Types of Vaginal Cancer

Between 80% and 90% of vaginal cancers are squamous cell carcinomas, which start in the thin, flat cells lining the vaginal surface. These are the type most strongly tied to HPV. Adenocarcinoma, which begins in glandular cells, is much less common. Melanoma accounts for about 3% of vaginal cancers, and sarcomas (which arise from muscle or connective tissue in the vaginal wall) are rarer still.

One historically notable form is clear cell adenocarcinoma, linked to in utero exposure to a drug called DES (diethylstilbestrol). DES was prescribed to pregnant women from the 1940s through the early 1970s to prevent miscarriage. Women whose mothers took DES during pregnancy face about 40 times the normal risk of developing clear cell adenocarcinoma of the vagina or cervix. Early cases appeared in very young women, sometimes in their teens, though research has shown the elevated risk persists into the 40s and 50s.
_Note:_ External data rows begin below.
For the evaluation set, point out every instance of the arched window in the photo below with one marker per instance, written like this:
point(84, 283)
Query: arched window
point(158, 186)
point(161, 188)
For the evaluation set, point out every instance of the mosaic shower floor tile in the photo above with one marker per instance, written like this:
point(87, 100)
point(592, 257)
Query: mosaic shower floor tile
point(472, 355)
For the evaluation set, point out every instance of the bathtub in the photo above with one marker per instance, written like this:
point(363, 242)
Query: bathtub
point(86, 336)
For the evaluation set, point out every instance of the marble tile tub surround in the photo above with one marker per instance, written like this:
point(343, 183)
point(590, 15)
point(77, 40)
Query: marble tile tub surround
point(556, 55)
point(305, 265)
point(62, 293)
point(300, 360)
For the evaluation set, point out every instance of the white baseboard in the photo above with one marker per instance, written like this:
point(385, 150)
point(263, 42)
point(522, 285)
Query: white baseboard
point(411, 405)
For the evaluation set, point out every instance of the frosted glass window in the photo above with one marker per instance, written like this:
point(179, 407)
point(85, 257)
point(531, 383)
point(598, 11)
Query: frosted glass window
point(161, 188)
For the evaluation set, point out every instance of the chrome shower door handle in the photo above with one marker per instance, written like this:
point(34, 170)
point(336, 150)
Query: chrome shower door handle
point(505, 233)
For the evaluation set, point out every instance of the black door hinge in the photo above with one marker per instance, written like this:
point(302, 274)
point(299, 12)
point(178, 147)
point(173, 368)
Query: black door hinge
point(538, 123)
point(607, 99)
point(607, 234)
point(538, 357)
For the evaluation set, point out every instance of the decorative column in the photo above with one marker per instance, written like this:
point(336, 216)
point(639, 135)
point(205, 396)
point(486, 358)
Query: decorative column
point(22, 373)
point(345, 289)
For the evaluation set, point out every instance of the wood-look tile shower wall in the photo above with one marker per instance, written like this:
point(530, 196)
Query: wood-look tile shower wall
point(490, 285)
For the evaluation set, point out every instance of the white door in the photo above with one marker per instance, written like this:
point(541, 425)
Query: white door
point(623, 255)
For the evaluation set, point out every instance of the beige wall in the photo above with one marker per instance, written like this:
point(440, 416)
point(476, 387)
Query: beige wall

Because DES was discontinued decades ago, this particular risk factor is largely fading from the population, but women born before 1971 who know they were exposed should be aware of it.

Survival Rates by Stage

Because vaginal cancer is rare, survival data comes from relatively small numbers, but the overall five-year relative survival rate across all stages is about 55%. That number varies enormously depending on how far the cancer has spread at the time of diagnosis.

  • Localized (confined to the vagina): 76% five-year survival
  • Regional (spread to nearby tissues or lymph nodes): 59% five-year survival
  • Distant (spread to organs farther away): 24% five-year survival

These figures are based on women diagnosed between 2015 and 2021. They reflect averages across many patients and don’t account for individual factors like overall health, the specific type of vaginal cancer, or how well the cancer responds to treatment. Early detection clearly makes a significant difference, which underscores why unusual vaginal bleeding (especially after menopause), persistent discharge, or a mass felt during an exam should be evaluated promptly.

Why Early Symptoms Are Easy to Miss

Part of what makes vaginal cancer tricky is that early-stage disease often produces no symptoms at all. When symptoms do appear, the most common is abnormal vaginal bleeding, particularly bleeding after intercourse or bleeding after menopause. Other signs can include watery or blood-tinged discharge, pain during intercourse, a lump or growth in the vagina, and pain during urination.

These symptoms overlap with many far more common and benign conditions, which is one reason vaginal cancer can go undetected until it has progressed. There is no standard screening test specifically for vaginal cancer, though abnormal cells are sometimes picked up incidentally during a Pap test. Women who have had a total hysterectomy for reasons related to HPV or precancerous changes are sometimes advised to continue vaginal Pap tests, since the remaining vaginal tissue can still be affected.